5. If a multi-reader multi-case (MRMC) comparative effectiveness study was done, If so, what was the effect size of how much human readers improve with AI vs without AI assistance
This is not applicable and not provided. The Ki-20 is a dental handpiece, a physical medical device. It does not incorporate Artificial Intelligence (AI) and is not a diagnostic device that would involve human readers interpreting data. Therefore, an MRMC study or an assessment of AI assistance is irrelevant to this device.
6. If a standalone (i.e. algorithm only without human-in-the-loop performance) was done
This is not applicable and not provided.

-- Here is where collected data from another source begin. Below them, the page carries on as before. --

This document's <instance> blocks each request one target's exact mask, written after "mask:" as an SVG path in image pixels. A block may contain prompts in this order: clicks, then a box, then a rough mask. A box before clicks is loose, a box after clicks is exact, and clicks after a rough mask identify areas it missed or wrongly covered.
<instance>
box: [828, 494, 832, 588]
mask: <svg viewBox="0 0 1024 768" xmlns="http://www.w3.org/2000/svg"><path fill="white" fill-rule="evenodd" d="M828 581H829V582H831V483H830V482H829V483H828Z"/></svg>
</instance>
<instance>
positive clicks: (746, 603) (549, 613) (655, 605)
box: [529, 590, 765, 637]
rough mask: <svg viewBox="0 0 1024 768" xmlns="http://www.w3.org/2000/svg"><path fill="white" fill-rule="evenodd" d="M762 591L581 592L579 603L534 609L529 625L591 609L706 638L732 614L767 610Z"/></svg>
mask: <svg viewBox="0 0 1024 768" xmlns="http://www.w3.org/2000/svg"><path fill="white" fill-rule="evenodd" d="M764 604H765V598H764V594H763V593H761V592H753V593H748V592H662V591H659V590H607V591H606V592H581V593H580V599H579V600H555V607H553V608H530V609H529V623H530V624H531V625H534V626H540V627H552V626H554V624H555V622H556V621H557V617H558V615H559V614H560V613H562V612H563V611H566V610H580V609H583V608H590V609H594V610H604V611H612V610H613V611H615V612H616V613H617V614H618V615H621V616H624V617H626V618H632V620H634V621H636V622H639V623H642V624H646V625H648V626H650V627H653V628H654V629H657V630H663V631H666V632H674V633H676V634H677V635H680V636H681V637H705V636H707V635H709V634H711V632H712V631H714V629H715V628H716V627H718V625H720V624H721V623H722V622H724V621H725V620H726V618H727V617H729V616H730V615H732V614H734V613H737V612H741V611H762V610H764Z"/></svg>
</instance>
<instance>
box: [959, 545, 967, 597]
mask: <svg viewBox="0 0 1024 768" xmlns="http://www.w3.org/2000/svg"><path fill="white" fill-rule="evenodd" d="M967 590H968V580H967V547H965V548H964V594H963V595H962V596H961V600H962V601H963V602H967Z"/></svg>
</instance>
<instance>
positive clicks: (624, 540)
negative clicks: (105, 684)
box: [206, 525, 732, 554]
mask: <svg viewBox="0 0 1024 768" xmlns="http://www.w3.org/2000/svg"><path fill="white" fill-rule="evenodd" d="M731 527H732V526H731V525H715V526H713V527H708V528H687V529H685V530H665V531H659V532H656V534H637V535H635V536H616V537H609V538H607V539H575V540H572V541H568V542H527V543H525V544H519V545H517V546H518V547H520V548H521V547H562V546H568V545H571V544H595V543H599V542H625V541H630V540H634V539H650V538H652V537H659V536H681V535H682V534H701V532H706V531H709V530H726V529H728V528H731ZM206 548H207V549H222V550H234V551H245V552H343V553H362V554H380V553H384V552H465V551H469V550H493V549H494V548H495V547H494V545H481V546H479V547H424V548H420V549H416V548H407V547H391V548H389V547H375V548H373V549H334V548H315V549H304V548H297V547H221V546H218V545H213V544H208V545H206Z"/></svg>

Similar to point 5, the Ki-20 is a mechanical/electrical dental handpiece, not an algorithm or software-only device. There is no "standalone algorithm" performance to evaluate.
7. The type of ground truth used (expert consensus, pathology, outcomes data, etc)
This is not applicable in the traditional sense. For the non-clinical bench tests, the "ground truth" implicitly comes from the specifications and requirements defined within the international standards (e.g., ISO, IEC) listed in the document. The device's performance is compared against these objective, predefined technical criteria rather than against clinical outcomes or expert interpretations.
8. The sample size for the training set
This is not applicable and not provided. The Ki-20 is a physical medical device, not an AI/ML algorithm that requires a "training set."
9. How the ground truth for the training set was established
This is not applicable and not provided for the same reasons as point 8.